Run cellpose segmentation and trackmate tracking.

generate_csv_files(calculate_velocities = True, get_tracks = True, get_edges = True,
                   get_rois = False, save_csv_files = True, name = None)

Generate spot, track and edge dataframes from xml file, with the option of saving them to csv files.

Parameters:

  • calculate_velocities : (bool, default = True)
    • whether to calculate velocities from trackmate data and include them in the spots csv file
  • get_tracks : (bool, default = True)
    • whether to generate a dataframe with track features
  • get_edges : (bool, default = True)
    • whether to generate a dataframe with edge features
  • get_rois : (bool, default = False)
    • whether to add a column to the spots dataframe with the ROI coordinates of each spot. THE ROIs outline the spot mask. Adding them increases the size of the dataframe considerably. The ROI feature is a list with the format [(x1,y1), (x2,y2), ...].
  • save_csv_files : (bool, default = True)
    • whether to save the csv files to the output folder
  • name : (str, default = None)
    • name of csv files. If None, the name of the image file is used.

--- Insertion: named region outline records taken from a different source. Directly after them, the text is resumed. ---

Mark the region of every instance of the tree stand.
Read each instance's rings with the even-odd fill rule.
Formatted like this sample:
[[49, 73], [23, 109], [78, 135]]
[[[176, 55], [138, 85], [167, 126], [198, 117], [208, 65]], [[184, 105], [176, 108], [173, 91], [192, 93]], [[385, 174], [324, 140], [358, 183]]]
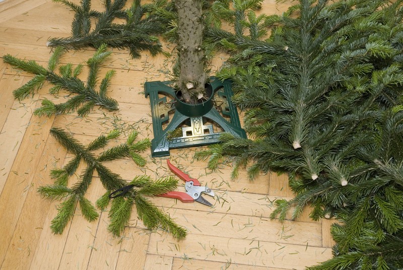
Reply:
[[[148, 82], [144, 84], [146, 97], [150, 96], [153, 117], [154, 139], [151, 141], [151, 156], [153, 157], [169, 156], [169, 149], [215, 144], [220, 142], [223, 132], [234, 136], [246, 138], [246, 133], [241, 127], [239, 117], [235, 106], [229, 101], [233, 95], [231, 82], [221, 82], [215, 77], [210, 78], [206, 90], [210, 97], [195, 105], [185, 103], [179, 100], [172, 82]], [[169, 96], [172, 99], [167, 99]], [[223, 116], [214, 105], [220, 107]], [[170, 120], [170, 113], [174, 111]], [[209, 120], [215, 122], [224, 130], [215, 132], [213, 124], [205, 124]], [[168, 123], [165, 128], [164, 124]], [[169, 139], [167, 136], [181, 126], [182, 136]]]

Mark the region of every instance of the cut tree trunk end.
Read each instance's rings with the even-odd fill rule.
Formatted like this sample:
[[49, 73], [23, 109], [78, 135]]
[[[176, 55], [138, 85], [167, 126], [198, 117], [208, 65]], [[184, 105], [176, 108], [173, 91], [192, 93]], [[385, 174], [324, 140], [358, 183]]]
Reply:
[[208, 78], [205, 71], [202, 48], [203, 23], [202, 0], [175, 0], [178, 11], [178, 46], [180, 74], [179, 90], [185, 102], [195, 104], [205, 97], [205, 84]]

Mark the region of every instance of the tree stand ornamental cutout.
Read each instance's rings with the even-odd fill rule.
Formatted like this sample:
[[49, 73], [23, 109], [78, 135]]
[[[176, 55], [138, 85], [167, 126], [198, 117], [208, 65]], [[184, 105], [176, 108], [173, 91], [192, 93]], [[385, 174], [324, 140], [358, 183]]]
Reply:
[[[236, 108], [230, 102], [233, 95], [230, 81], [221, 82], [211, 77], [210, 83], [206, 87], [210, 97], [196, 104], [182, 101], [170, 86], [171, 84], [171, 82], [156, 81], [144, 84], [146, 97], [150, 96], [153, 118], [153, 157], [169, 156], [170, 149], [218, 143], [223, 132], [246, 138], [245, 130], [241, 127]], [[221, 114], [216, 107], [221, 109]], [[170, 114], [173, 112], [173, 115], [170, 119]], [[226, 119], [228, 117], [229, 121]], [[213, 123], [205, 124], [210, 121], [219, 125], [224, 131], [215, 132]], [[182, 127], [183, 125], [185, 126]], [[164, 126], [166, 126], [165, 128]], [[172, 137], [170, 135], [178, 128], [181, 128], [182, 136], [170, 138]]]
[[[205, 124], [208, 121], [212, 121], [224, 132], [246, 138], [246, 132], [241, 128], [238, 112], [230, 101], [233, 95], [231, 82], [222, 83], [214, 77], [209, 78], [206, 72], [203, 1], [172, 2], [177, 11], [176, 42], [180, 67], [178, 80], [174, 86], [170, 82], [145, 84], [146, 97], [150, 96], [153, 117], [153, 157], [169, 156], [171, 148], [219, 142], [223, 131], [214, 131], [213, 123]], [[172, 99], [168, 101], [167, 96]], [[221, 107], [221, 114], [215, 105]], [[173, 111], [174, 113], [169, 121], [169, 114]], [[227, 117], [229, 121], [225, 119]]]

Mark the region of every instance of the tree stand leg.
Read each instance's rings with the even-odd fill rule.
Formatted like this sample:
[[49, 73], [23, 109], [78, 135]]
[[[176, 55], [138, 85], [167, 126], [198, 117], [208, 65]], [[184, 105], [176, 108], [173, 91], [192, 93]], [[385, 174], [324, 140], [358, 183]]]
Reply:
[[[223, 117], [214, 106], [212, 106], [208, 111], [203, 112], [201, 116], [197, 115], [197, 113], [195, 114], [193, 111], [189, 114], [185, 113], [187, 114], [186, 115], [183, 113], [182, 109], [176, 109], [175, 104], [174, 103], [172, 105], [176, 94], [174, 89], [169, 86], [171, 82], [148, 82], [145, 84], [145, 95], [146, 97], [150, 96], [153, 118], [154, 138], [151, 141], [152, 157], [169, 156], [170, 149], [204, 146], [219, 143], [220, 136], [222, 132], [215, 132], [213, 125], [205, 124], [204, 119], [210, 119], [215, 122], [224, 132], [230, 133], [236, 137], [246, 138], [245, 130], [241, 127], [236, 108], [229, 101], [233, 95], [231, 81], [226, 80], [221, 82], [215, 77], [211, 77], [210, 81], [213, 97], [216, 103], [221, 103], [220, 106], [222, 113], [230, 117], [229, 121]], [[164, 96], [160, 97], [159, 94]], [[172, 97], [172, 99], [168, 101], [167, 95]], [[173, 111], [174, 113], [170, 122], [164, 129], [163, 125], [169, 121], [169, 113]], [[180, 127], [185, 121], [187, 122], [189, 126], [181, 128], [181, 137], [170, 140], [167, 139], [170, 133]]]

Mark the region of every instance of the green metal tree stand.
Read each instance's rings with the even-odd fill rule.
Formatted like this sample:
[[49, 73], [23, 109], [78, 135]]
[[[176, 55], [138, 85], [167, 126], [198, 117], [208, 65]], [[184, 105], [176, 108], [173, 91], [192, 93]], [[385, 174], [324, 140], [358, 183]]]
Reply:
[[[210, 78], [207, 85], [210, 98], [195, 105], [182, 102], [170, 85], [172, 82], [148, 82], [144, 84], [146, 97], [150, 96], [153, 118], [154, 138], [152, 140], [151, 155], [153, 157], [169, 156], [170, 149], [204, 146], [220, 142], [222, 132], [214, 132], [212, 124], [205, 125], [204, 120], [210, 119], [218, 124], [223, 132], [246, 138], [246, 133], [241, 127], [239, 117], [235, 106], [229, 101], [233, 96], [231, 82], [222, 82], [215, 77]], [[167, 97], [171, 100], [168, 101]], [[218, 104], [218, 105], [217, 105]], [[229, 117], [227, 120], [216, 109], [221, 107], [222, 113]], [[171, 121], [169, 114], [174, 111]], [[178, 127], [182, 127], [182, 136], [171, 139], [167, 136]]]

Returns --> spots_df, tracks_df, edges_df:

  • spots_df : (pandas DataFrame) - Dataframe with spot features
  • tracks_df : (pandas DataFrame) - Dataframe with track features if get_tracks = True, else None
  • edges_df : (pandas DataFrame) - Dataframe with spot features if get_edges = True, else None
get_summary_statistics()

Calculate average values of observables for spot, track and edges observables

plot_feature_over_time(spot_feature = 'Area', feature_unit = None)

Plots the average values of a feature over time.

Parameters:

  • spot_feature : (str, default = 'Area')
    • Name of spot feature to plot.
  • feature_unit : (str, default = None)
    • Name of the spot feature unit
calculate_msd(max_frame_interval = None, Ndof = 1, save_csv = True,
              name = None,  plot = True, show = True)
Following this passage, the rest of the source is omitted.